Jury convicts “Richie Rich” Wilford in cocaine conspiracy
After a prolonged and Herculean effort to claim the government unconstitutionally monitored his movements to build its drug case against him, Richard Anthony “Richie Rich” Wilford yesterday was found guilty of cocaine-conspiracy charges by a federal jury. He now faces the maximum penalty of life imprisonment, and a mandatory minimum of 20 years in prison, at his sentencing hearing, scheduled for Feb. 20.
Wilford’s legal arguments consumed much court attention, including three days of motions hearings before U.S. District judge Ellen Hollander, who issued two written opinions – a 61-page one and a 10-page one – finding that his contentions almost entirely lacked merit.
Wilford, Hollander wrote, contended that law enforcers’ “warrantless use of GPS tracking technology violated his Fourth Amendment rights,” as did “the pinging of his cellular phone,” which he claimed was done without legal basis, and thus he sought to suppress the evidence derived from such tactics. Hollander found that only in one circumstance – the tracking of Wilford’s vehicles while parked in the garage at his Elkton home – called for suppression, but also pointed out that the agents were interested in the vehicles only when they were on the move, not when they were in the garage.

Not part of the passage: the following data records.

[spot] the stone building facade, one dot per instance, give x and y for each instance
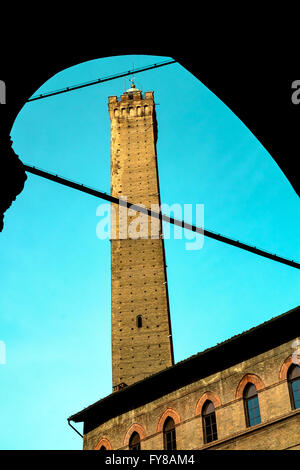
(241, 394)
(264, 356)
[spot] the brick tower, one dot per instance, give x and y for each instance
(141, 327)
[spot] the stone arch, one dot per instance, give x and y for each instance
(134, 428)
(169, 412)
(213, 397)
(248, 378)
(103, 442)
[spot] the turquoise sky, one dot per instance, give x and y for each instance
(55, 272)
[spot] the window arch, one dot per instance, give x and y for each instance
(169, 434)
(103, 444)
(293, 377)
(209, 422)
(251, 404)
(135, 441)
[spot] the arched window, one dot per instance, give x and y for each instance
(135, 441)
(293, 377)
(209, 422)
(169, 434)
(251, 405)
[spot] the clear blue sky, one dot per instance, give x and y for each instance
(55, 272)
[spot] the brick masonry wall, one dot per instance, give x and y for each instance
(279, 427)
(138, 275)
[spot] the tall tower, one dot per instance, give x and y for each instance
(141, 327)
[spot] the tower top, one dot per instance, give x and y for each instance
(133, 88)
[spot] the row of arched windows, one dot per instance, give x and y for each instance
(209, 422)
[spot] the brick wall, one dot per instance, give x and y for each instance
(279, 427)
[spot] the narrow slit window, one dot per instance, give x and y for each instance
(135, 441)
(251, 405)
(169, 434)
(139, 321)
(209, 422)
(294, 385)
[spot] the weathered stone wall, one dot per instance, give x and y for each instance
(279, 427)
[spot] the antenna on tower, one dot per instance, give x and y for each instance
(132, 79)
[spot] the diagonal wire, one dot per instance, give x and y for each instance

The high-volume drug-trafficking activities of Wilford and his associates, who previously pleaded guilty, were sprawling. They brought cocaine to Maryland in trucks and hollowed-out desktop computers, with 136 kilograms in a tractor-trailer being seized by authorities. Among the assets the government took from defendants in the case were about $3.5 million in cash (including $1.6 million taken from a house in Randallstown), $600,000 worth of jewelry, 23 vehicles, six pieces of real estate in Georgia, and some expensive electronics. The probe also turned up ties to a Baltimore City district court commissioner and a man working in City Hall.

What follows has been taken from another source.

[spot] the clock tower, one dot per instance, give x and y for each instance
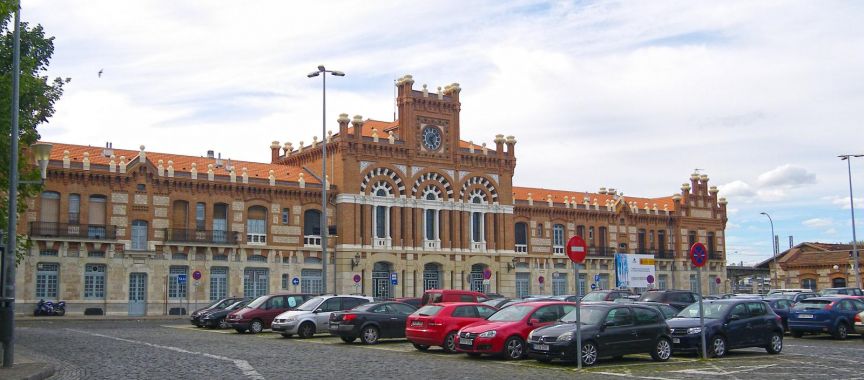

Wilford’s history in Baltimore’s drug game is long and high-level. His first federal conspiracy case, brought in 1992 when he was 19, included legendary gangsters Walter Louis Ingram and Walter Lee Powell, both of whom also were targeted recently by the feds. After serving a five-year prison stint in that case, in 2001 Wilford earned another two years in prison for heroin.
Ingram recently wrote a letter to City Paper, citing Wilford’s arguments about unconstitutional government overreach as being similar to his own.
In 2008, Wilford emerged relatively unscathed as a drug-probe drama involving a dirty cop, Mark Lunsford, swirled around him, scooping up Querida Lewis, a women with ties to notorious Baltimore felon Milton Tillman, Jr., and several other Baltimore drug dealers, including Gilbert Watkins, Donta Dotson, Dante Chavez, and Mark Anthony Hawkins.
Given this background, Wilford’s decision to take his current case before a jury may prove, at sentencing, to have been a mistake. With priors like his and no plea agreement, Wilford may be looking at a very long future in federal prison starting when he’s already in his early 40s.
Update: A reader pointed out, and court records confirm, that Wilford was convicted on his 41st birthday.